Classroom Orchestration Assistant Based on Automated Ambient Sound Classification
The objective of this collaborative project between LEARN and the Music and Audio Research Laboratory (MARL) is to build and evaluate (both technically and pedagogically) a prototype system to automatically and unobtrusively i) detect, and ii) register the type and duration of different pedagogical activities that occur in the classroom. This project aims to provide the instructor with real-time reflective feedback to support their classroom orchestration strategies through alerts, analytic summaries, and visualizations.
The main expected impact of this project is to improve teaching practices by supporting instructors with evidence-based reflection and decision-making with little additional effort during the data-collecting and analyzing process. Additionally, this project will serve as an example of how machine learning and AI tools can be seamlessly integrated into pedagogical practice to augment the capabilities of both instructors and students.
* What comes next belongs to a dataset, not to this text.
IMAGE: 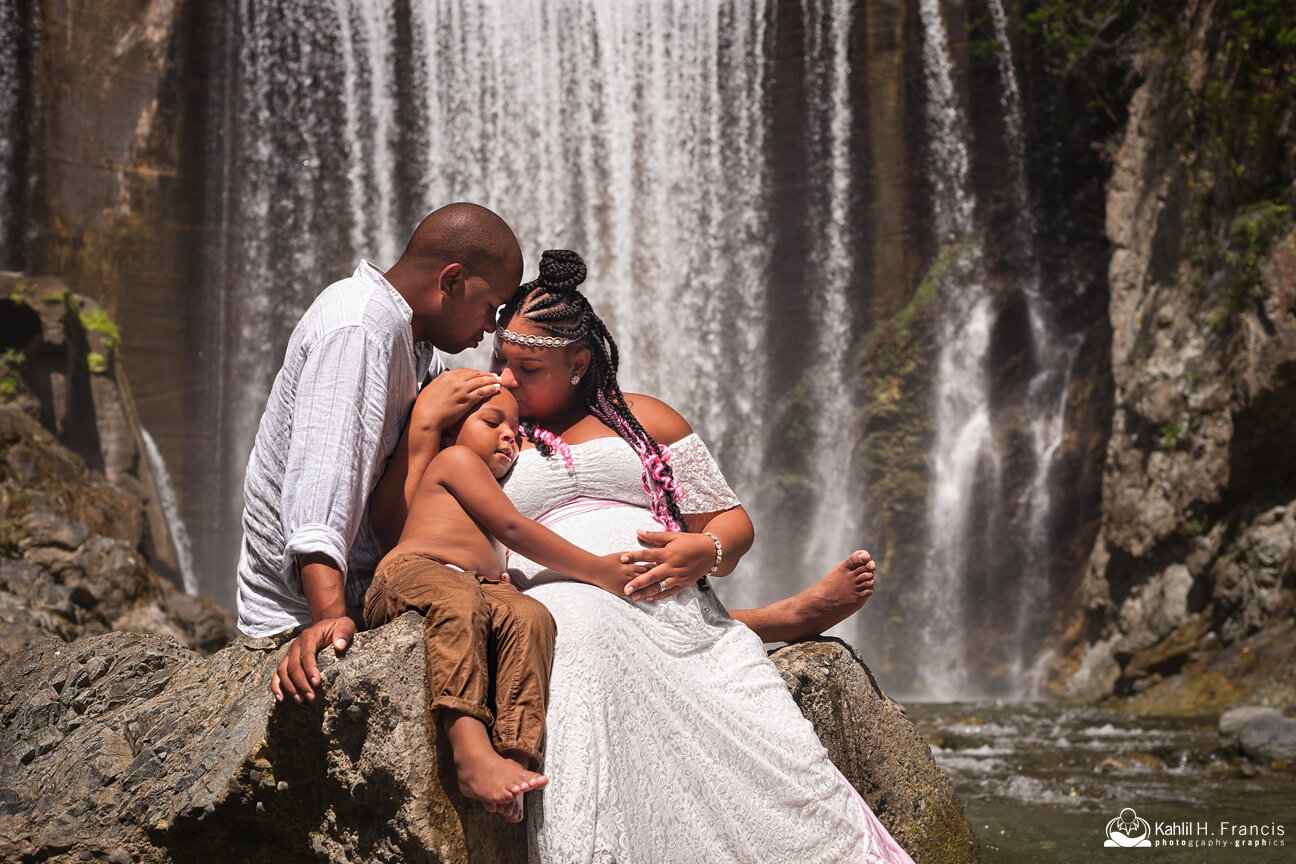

Presentation Feedback Tool
The Presentation Feedback Tool is a system to facilitate the acquisition of oral presentation skills. This low-cost system uses simple sensors, paired with advanced multimodal signal analysis to automatically generate feedback reports that help individuals to identify problems with their body language, speech or slides. This system can be used autonomously, privately and repeatedly by students and instructors to practice and improve basic presentation skills.
Instrumented Learning Spaces
The Working Group on Instrumented Learning Spaces is a collaboration between NYU's Tandon School of Engineering and LEARN, funded by a subaward from the Center for Innovative Research on CyberLearning (CIRCL). This project involves coordinating a virtual working group and an in-person gathering in the Tandon Makerspace to explore affordances, constraints, and data infrastructure requirements for high-fidelity capture of performance, learning, and collaboration in active spaces. Products will include a shared, multi-modal data archive which researchers can explore to probe the possibilities for analyzing such novel data streams as well as a Rapid Community Report.
Integrating Physical Computing and Data Science in Movement Based Learning
This project, supported by an award from the National Science Foundation, is a collaboration between LEARN, STEM from Dance and University of Colorado Boulder to examine how to integrate machine learning, data science, and physical computing in the context of movement based learning in dance and cheerleading. Students will learn to create computing systems with programmable electronics worn on the body, use those systems to create statistical models of movement and gesture, and then apply the models in a digital experiential learning environment.